= Charon (software) =

CPU architecture emulation software

Charon is the brand name of a group of software-products able to emulate several CPU-architectures, especially with respect to now given legacy-platforms of the large former computer-manufacturer and industrial computing-, data-handling and information-processing company Digital Equipment Corporation, shorted known as just DEC. Thus, the given emulators available under this brand, are used to cover primarily Digital’s own former DEC-hardware platforms, which are still in use today despite its age, such as PDP-11, VAX, and AlphaServer – These support many of DEC's legacy operating-systems, including Tru64 Unix and OpenVMS. The product-range also includes virtualization-products for Sun Microsystems' SPARC-architecture and older Hewlett-Packard legacy-systems based upon HP 3000 using the older mainframe-OS MPE/iX.

Charon-branded software-products are developed by the Swiss software-company Stromasys SA, which has its headquarters in Cointrin, near Geneva.

== Products and technology ==

DEC systems are used in production despite their significant age. Some companies use them to support applications that are considered mission critical, such as core applications in banks and stock exchanges, air traffic control systems and manufacturing plants. The aging hardware and changing supplier availability are making the operation of such systems on the original hardware increasingly difficult. Porting the it to new hardware, new operating systems, and new programming languages (including libraries and interfaces) is often expensive and associated with high risk. A migration to an emulated environment can enable the use of modern x86 hardware or virtualized standard x86 servers, without having to abandon the fully functioning operating system and the application environment.

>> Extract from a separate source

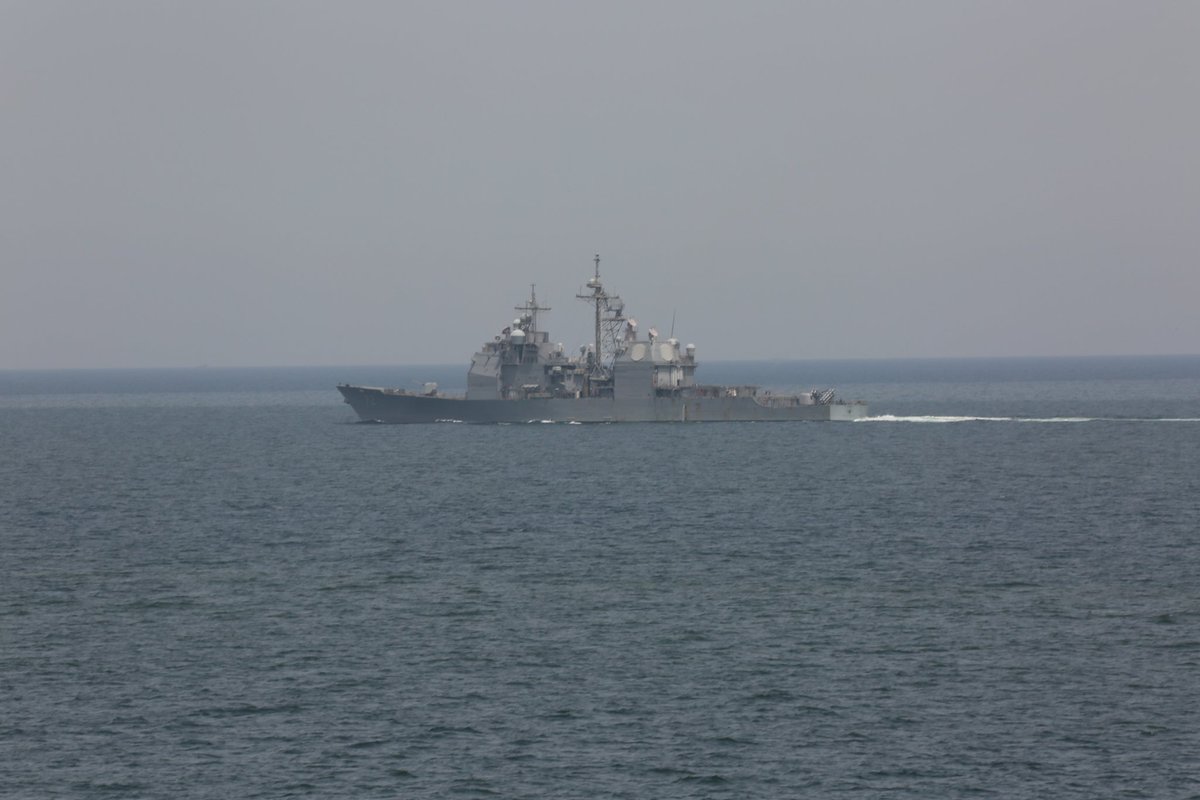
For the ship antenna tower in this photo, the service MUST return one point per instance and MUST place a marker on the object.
(610, 320)
(532, 307)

The software products being sold under the product names Charon-PDP, Charon-AXP, Charon-VAX, Charon-HPA and Charon-SSP consist of a combination of virtual machine and hardware abstraction layer. They run on Microsoft Windows, Linux or VMware ESXi and provide a virtual PDP-11, VAX, AlphaServer, HP 3000, and SPARC environment. In a first step, a configuration matching the old system is created on the host platform, thereby creating an emulated guest system behaving like the old physical server. In the second step, the operating system and – as required – associated applications and application data, are moved from the real hardware to the virtual machine. Depending on the operating system, the data is copied as physical image or file system backup. Such migrations are possible without source code changes or operating system upgrades.

== Origin of product name ==
Stromasys' product name Charon is inspired by Greek mythology. In ancient Greece, Charon was the ferry man, whose task was to transport the dead across the river called Styx to Hades. The Stromasys emulator provides virtualization of the old DEC hardware allowing old operating systems such as OpenVMS to continue working without change. Figuratively speaking, CHARON "saves" data and applications and makes them available for future use beyond the life of obsolete hardware.

== Vendor ==
After the take-over of Digital Equipment Corporation (DEC) by Compaq in January 26th, 1998 which in turn was taken over by Hewlett-Packard in 2002, the former manager Robert Boers bought the DEC European Migration and Porting Center, from which the company Software Resources International was formed. In the beginning, the company offered services for migration projects. After having performed migration, porting, and VMS system programming projects for some time, the company recognized the need for PDP-11 emulators. The development of the first PDP-11 emulator was followed by the development of additional emulators for PDP-11, VAX, Alpha, HP 3000 and SPARC systems.
In 2008 the company was renamed to Stromasys SA, now a public company under Swiss law.

In December 2013, George Koukis acquired the company. Currently, the company has over 100 employees. The company, which was founded in 1998, is now led by John Prot as CEO and CTO. On March 30, 2023, Partner One, one of the fastest growing enterprise software conglomerates, announced that it had acquired Stromasys SA.